University of Wisconsin-Madison School of Pharmacy, Madison, Wisconsin.
Department of Pharmacy, University of Wisconsin Hospital and Clinics, Madison, Wisconsin.
Pharmacotherapy. 2017 Oct;37(10):1258-1271. doi: 10.1002/phar.1987. Epub 2017 Sep 3.
Ganciclovir-resistant cytomegalovirus (GR-CMV) is emerging as a significant infection in the abdominal transplant population. GR-CMV is difficult to manage, and treatment options are limited. We report a descriptive case series of 15 patients who had documented GR-CMV at our center and review the literature on treatment of GR-CMV. The first case in this series was detected in 2012; the majority of cases occurred after January 1, 2014, with approximately 50% occurring in 2015. UL97 and UL54 viral genome mutations were present in 100% and 40% of CMV-infected patients, respectively. GR-CMV infection occurred ≤ 1 year posttransplantation in 11 patients (73%). All patients experienced dose reduction of valganciclovir (the oral prodrug of ganciclovir) before the development of GR-CMV. Initial treatment for GR-CMV included a variety of regimens, all including reduction in maintenance immunosuppression. Of the 6 patients with detectable GR-CMV by polymerase chain reaction (PCR) who were discharged without GR-CMV treatment and had a length of stay (LOS) less than 14 days, 83% were subsequently readmitted for treatment of GR-CMV within 2 months (60% in < 20 days); none received leflunomide. Of six patients with a LOS ≥ 14 days, 80% had CMV PCR below quantification on hospital discharge, and only one patient was readmitted in less than 20 days; 83% received leflunomide. Following GR-CMV, there was a 50% rejection incidence, 27% graft loss, and 20% mortality. For patients with more than three admissions for GR-CMV treatment, 100% had a major complication: 60% rejection, 20% graft loss, and 40% mortality. Common clinical characteristics of patients with GR-CMV included high-risk serostatus, lymphocyte depletion, and history of valganciclovir dose reduction. Overall, outcomes were poor. It appears that hospital readmission rate was reduced when CMV was treated to negativity with an initial treatment regimen of reduced immunosuppression, foscarnet, intravenous immunoglobulins, and leflunomide.

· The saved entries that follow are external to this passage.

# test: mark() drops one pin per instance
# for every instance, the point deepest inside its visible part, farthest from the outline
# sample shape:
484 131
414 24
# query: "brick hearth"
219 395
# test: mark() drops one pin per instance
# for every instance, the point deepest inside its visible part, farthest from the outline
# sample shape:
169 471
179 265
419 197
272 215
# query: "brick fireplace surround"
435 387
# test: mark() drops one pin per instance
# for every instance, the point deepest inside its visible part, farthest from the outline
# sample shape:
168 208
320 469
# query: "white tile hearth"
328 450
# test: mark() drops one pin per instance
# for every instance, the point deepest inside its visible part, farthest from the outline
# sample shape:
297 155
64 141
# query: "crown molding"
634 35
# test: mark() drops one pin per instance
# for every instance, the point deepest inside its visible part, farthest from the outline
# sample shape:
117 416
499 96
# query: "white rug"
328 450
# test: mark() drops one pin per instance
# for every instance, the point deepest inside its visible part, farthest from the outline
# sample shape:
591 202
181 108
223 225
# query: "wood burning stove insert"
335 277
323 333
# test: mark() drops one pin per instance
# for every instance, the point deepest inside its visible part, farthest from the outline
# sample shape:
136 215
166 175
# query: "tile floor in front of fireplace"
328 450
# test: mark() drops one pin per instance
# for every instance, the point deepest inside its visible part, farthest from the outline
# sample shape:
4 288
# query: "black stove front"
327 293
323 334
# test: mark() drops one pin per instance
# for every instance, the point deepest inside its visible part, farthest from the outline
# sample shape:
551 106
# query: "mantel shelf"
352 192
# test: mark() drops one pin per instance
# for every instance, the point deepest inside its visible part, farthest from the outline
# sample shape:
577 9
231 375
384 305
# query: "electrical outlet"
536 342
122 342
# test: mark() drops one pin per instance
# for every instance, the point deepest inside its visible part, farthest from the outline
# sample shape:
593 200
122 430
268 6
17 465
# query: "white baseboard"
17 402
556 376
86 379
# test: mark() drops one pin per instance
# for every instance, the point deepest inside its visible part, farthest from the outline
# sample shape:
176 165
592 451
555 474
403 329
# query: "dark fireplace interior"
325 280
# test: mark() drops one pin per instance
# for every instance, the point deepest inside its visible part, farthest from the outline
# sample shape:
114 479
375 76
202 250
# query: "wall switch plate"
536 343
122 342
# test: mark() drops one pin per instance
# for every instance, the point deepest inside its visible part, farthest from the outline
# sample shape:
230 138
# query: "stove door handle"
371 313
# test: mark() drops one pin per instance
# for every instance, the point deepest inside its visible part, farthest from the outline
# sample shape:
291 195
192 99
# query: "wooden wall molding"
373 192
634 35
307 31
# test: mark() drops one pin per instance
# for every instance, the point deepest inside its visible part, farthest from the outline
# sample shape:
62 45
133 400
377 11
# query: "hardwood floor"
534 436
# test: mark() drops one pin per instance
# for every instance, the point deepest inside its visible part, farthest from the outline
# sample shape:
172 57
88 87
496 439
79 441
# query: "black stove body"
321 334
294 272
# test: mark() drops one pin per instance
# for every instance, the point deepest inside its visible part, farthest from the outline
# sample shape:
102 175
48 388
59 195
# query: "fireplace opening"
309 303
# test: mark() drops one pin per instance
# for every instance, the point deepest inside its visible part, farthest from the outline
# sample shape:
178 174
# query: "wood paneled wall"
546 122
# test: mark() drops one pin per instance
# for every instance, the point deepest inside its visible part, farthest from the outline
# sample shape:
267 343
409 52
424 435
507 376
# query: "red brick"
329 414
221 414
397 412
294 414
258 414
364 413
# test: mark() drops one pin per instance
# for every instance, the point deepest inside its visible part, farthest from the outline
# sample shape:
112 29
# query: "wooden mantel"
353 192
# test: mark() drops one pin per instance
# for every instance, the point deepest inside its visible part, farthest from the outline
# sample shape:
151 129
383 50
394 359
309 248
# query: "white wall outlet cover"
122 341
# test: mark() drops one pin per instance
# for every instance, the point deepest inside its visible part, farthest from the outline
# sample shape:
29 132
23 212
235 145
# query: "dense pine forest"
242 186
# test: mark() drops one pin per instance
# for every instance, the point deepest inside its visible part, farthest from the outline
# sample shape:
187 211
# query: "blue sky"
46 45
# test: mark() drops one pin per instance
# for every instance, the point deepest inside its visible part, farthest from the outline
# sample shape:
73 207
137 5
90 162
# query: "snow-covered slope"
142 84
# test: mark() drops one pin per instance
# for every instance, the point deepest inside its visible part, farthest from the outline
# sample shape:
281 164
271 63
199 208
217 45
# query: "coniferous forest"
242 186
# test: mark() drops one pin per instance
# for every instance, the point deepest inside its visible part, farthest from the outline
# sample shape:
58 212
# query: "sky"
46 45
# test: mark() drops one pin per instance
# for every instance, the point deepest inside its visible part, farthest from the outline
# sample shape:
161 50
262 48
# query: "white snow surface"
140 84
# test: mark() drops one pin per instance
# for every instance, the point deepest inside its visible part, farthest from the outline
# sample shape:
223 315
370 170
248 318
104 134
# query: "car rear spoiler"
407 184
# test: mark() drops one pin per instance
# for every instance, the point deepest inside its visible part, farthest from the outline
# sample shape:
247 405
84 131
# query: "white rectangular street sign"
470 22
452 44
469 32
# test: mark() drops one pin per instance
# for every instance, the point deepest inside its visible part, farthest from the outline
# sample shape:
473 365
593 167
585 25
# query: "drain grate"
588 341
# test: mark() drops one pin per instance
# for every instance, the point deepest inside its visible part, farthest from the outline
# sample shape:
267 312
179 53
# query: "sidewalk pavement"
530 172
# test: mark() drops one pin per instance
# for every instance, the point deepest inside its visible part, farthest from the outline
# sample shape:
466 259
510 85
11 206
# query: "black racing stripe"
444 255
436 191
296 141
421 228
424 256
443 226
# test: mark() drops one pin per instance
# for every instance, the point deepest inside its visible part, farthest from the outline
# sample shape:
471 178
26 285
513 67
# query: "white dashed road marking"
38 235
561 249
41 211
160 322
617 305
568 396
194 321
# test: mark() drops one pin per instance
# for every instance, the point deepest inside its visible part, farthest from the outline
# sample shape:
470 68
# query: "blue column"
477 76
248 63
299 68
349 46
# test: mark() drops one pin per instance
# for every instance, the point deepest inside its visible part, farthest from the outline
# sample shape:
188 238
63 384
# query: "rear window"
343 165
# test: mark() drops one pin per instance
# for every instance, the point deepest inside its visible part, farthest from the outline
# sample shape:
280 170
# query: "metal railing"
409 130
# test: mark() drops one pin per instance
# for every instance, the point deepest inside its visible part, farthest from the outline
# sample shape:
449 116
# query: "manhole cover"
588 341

巨细胞病毒(CMV)耐药株(GR-CMV)在腹部移植人群中已成为一种重要的感染。GR-CMV 难以治疗,且治疗选择有限。我们报告了 15 例在本中心确诊为 GR-CMV 的患者的描述性病例系列,并回顾了关于 GR-CMV 治疗的文献。该系列中的首例病例于 2012 年检出;大多数病例发生在 2014 年 1 月 1 日之后,其中约 50%发生在 2015 年。100%的 CMV 感染患者存在 UL97 和 UL54 病毒基因组突变,40%的患者存在 UL54 病毒基因组突变。11 例(73%)患者的 GR-CMV 感染发生在移植后 1 年内。所有患者在发生 GR-CMV 之前均经历了缬更昔洛韦(更昔洛韦的口服前体药物)剂量减少。GR-CMV 的初始治疗包括多种方案,均包括降低维持性免疫抑制。6 例可检测到聚合酶链反应(PCR)的 GR-CMV 的患者出院时未接受 GR-CMV 治疗且住院时间(LOS)少于 14 天,83%在 2 个月内因 GR-CMV 再次入院(60%在 20 天内);无患者接受来氟米特治疗。6 例 LOS≥14 天的患者中,80%在出院时 CMV-PCR 低于定量,仅 1 例在 20 天内再次入院;83%接受来氟米特治疗。GR-CMV 后,排斥反应发生率为 50%,移植物丢失率为 27%,死亡率为 20%。对于因 GR-CMV 治疗而住院超过 3 次的患者,100%发生严重并发症:60%排斥反应、20%移植物丢失和 40%死亡率。GR-CMV 患者的共同临床特征包括高危血清状态、淋巴细胞耗竭和缬更昔洛韦剂量减少史。总体而言,预后较差。似乎当最初的治疗方案采用降低免疫抑制、膦甲酸、静脉注射免疫球蛋白和来氟米特治疗使 CMV 转阴时,医院再入院率降低。